The offer was a more aggressive discount on wine than had been available to consumers for a while, as, according to an industry magazine, other supermarkets which had previously offered 3 for £10 had all dropped this type of promotion by January 2014 for damaging profits. It was therefore perhaps unsurprising that the May promotion was highly successful, and Morrisons sold over 1 million promotional bottles.
However, two customers who had seen the advertising visited a number of Morrisons stores but were unable to purchase any of the wine shown in the adverts, as the stores were out of stock. The disgruntled customers complained to the ASA, on the grounds that the retailer had not made a reasonable estimate of the likely response to the promotion, and that the adverts did not contain a defined end date.
Morrisons underestimated popularity of discounted wine
The retailer said that the promotion had been more successful than it had anticipated, and that sale items had sold out quickly. Demand for the promotion had apparently been “unprecedented”. It argued that it had followed general industry practice to calculate the likely demand for the promotion, and had based stock levels on a ten-day offer window and a 25% uplift in sales.
On top of this Morrisons had set by a contingency stock of just under 400,000 bottles. Once it became clear (on day one of the promotion) that stocks would be insufficient, Morrisons took action to withdraw or amend booked advertising, arranged for contingency stock to be delivered and added three more types of wine of similar quality to the promotion.
However the retailer was unable to obtain extra stock of the wines on offer, and continued to suffer problems with stock levels.
Morrisons argued that it always included a precise end date if the offer ran for fewer than 7 days. However, as it claimed that it did not have any records of running a 3 for £10 offer on wine before, it was difficult for it to calculate the amount of stock needed. As such, it considered “subject to availability, while stocks last” to be a better option, and a clearer indication of the parameters of the offer than a set date would have been.

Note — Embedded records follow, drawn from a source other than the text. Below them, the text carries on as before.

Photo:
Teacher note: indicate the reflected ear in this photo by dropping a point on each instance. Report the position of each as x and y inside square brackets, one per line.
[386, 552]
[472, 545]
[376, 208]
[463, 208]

Unfortunately for Morrisons, the ASA found that the adverts were misleading on both counts.
The fact that – by the retailer’s own admission – availability of the offer was a problem from day one, led the ASA to conclude that Morrisons had not adequately estimated demand. The supermarket should have anticipated that this type of offer would be extremely popular, particularly given that customers could purchase up to 12 bottles in a single transaction. Morrisons also did not withdraw the advertising soon enough to satisfy the ASA – the promotion continued to be advertised for up to 3 days after the retailer became aware of the problems with stock levels.

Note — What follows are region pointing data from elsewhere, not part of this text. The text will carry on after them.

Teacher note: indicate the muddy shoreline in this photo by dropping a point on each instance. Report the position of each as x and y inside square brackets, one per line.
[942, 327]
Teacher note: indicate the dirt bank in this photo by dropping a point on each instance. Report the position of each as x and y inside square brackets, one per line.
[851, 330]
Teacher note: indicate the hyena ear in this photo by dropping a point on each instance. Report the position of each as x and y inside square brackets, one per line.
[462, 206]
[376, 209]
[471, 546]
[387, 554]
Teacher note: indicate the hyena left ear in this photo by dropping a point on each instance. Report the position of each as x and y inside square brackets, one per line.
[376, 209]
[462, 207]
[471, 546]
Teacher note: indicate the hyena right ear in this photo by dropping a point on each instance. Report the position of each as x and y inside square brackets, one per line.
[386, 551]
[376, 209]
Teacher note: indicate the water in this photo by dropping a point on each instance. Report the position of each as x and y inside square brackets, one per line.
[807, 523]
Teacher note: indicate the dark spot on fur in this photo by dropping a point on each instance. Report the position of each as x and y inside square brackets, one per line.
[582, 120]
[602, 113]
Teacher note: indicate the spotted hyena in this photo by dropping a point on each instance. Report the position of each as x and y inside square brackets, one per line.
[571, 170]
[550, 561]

On the other point, the ASA found that Morrisons should have included an end date in its adverts. Consumers would generally expect promotional prices to apply for a reasonable period after national press adverts appeared. Given that in this case the stock levels for the offer had been calculated for a ten day window – a reasonably limited time – it was misleading not to include an end date, as consumers would not know how quickly they needed to act to take advantage of the offer.
Why this matters:
This adjudication is a good reminder that it is better to err on the side of caution with stock levels when planning a promotion. This will be particularly pertinent when, as in this case, the discount offered is significantly greater than anything else available in the marketplace at that time.
As Morrisons found, it only takes one or two disappointed customers complaining to the ASA to lead to a resource-consuming adjudication process. Advertisers are obliged under the CAP code to be able to demonstrate that they have made a reasonable estimate of the likely response to promotions (CAP Code rule 8.10) and that phrases such as “subject to availability” do not relieve promoters of the obligation to “do everything reasonable” to avoid disappointing participants (CAP Code rule 8.11).
While the CAP Code does not expressly require advertisers to include a closing date in all circumstances, advertisers must be able to demonstrate that failure to include such a date does not disadvantage consumers (CAP Code rule 8.17.4.c). Morrisons claimed that its standard threshold for including a closing date was for promotional campaigns lasting under 7 days. However the ASA found that, in this case, a 10 day promotion would still have required a closing date to avoid being misleading.
While the length of a promotion may be an indicator of whether a closing date needs to be included or not, retailers should note that this is unlikely to be a watertight route to compliance. The test is whether or not consumers may be disadvantaged, not for how long the promotion runs. The safest option for advertisers is therefore to make sure that all adverts for promotions make the closing date clear.